I'd rather just be an artist and travel the world and not be directing so much energy to this really painful, damaging and unsatisfying process. I have more to give the world than to be a mother.

I'm going to work on my kitchen remodel and probably my artwork as well, it's been a long while since I had a show.

I'll continue to post here about how I'm feeling and what's going on with me.

Thank you for your continued support.

Wednesday, February 22, 2006

I'm feeling depressed tonight, I don't feel like I can keep doing this. I feel like I don't really want to try anymore, that I don't want to get pregnant, that I don't want to have a baby, that I don't want to deal with any of it.

How do you handle that?

I feel like crying but I can't get it out.

Tuesday, February 21, 2006

Dang that hurts like a b*tch! (HSG Report)

I'm just back home from my HSG and what is there to report... I found it really painful again but thankfully I'm not having deep seated cramps right now (they made my knees weak last time three years ago). I had some bleeding/spotting right away afterwards which hopefully will stop before the end of the day.
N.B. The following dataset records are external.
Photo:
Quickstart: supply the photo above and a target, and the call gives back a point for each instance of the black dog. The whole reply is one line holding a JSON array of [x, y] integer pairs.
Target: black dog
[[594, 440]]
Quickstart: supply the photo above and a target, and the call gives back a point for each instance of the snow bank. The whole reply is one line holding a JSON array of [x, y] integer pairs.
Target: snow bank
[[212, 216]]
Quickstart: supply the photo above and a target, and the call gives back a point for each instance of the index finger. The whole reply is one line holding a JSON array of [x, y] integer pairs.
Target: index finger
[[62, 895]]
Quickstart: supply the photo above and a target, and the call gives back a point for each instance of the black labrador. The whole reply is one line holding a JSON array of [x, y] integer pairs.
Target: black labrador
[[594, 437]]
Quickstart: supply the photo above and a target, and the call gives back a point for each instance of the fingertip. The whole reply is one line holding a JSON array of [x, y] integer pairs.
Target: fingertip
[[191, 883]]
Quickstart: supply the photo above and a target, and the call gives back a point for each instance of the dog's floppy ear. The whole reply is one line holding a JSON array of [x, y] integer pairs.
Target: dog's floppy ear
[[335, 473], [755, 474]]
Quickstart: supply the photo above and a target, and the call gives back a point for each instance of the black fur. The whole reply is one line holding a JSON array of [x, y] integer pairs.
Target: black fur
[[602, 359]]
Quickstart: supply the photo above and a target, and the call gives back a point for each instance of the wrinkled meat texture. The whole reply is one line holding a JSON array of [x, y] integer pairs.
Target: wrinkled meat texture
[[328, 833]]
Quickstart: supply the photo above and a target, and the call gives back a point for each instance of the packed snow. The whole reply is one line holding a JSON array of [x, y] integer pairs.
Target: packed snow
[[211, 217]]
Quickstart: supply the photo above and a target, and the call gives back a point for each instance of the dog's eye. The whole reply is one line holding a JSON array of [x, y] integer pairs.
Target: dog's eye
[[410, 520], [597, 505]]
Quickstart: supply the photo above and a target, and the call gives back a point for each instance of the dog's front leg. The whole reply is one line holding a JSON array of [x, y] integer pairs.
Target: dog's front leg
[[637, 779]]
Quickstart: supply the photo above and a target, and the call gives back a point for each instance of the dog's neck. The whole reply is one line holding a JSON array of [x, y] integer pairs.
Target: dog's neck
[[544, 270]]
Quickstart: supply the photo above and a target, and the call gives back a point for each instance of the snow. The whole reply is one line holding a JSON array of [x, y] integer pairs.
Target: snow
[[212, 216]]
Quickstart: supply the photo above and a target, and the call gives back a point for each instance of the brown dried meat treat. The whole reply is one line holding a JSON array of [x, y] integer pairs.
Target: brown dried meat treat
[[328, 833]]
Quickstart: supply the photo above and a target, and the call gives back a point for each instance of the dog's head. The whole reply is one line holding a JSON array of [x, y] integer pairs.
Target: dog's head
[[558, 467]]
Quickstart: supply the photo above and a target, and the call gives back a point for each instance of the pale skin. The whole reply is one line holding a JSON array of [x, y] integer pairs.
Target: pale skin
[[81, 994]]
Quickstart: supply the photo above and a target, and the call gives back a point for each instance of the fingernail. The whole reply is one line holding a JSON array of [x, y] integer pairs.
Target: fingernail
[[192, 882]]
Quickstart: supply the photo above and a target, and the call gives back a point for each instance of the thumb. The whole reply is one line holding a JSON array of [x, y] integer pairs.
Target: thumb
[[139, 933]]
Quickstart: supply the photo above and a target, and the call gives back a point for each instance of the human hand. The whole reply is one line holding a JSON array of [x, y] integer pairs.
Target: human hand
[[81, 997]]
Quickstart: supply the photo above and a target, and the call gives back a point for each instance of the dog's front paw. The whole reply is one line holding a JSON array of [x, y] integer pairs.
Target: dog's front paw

The test showed that both tubes were open. Imagine the likelihood of that with all the mucking about in my woomba that's gone on in the past couple of years. The uterine shape looked pretty normal otherwise, no funny distortions from adhesions or fibroids this time.

I think they would have let my partner in to watch but since recents reports have said that it is best to limit your lifetime exposure to radiation, including x-rays, it's all for the best. And, as I said to my RE, I have found the HSG to be way more physically painful than a d&c since they sedate you for the d&c. It's over quick but DANG! OUCH! OW! OH! EEEEE! and THAT HURTS! I don't know who the people are who say it is no big deal, I hate it.

Also, a word to the wise, even if you can drive afterwards and go back to work doesn't mean that you should a) go by yourself or b) plan on going back to work. If your scan shows something is wrong, or if you have a strange reaction to the dye (such as weak knees or low blood pressure) then you will most certainly want someone there to take care of you. I'm staying at home the rest of the day and soon I will be taking a nap.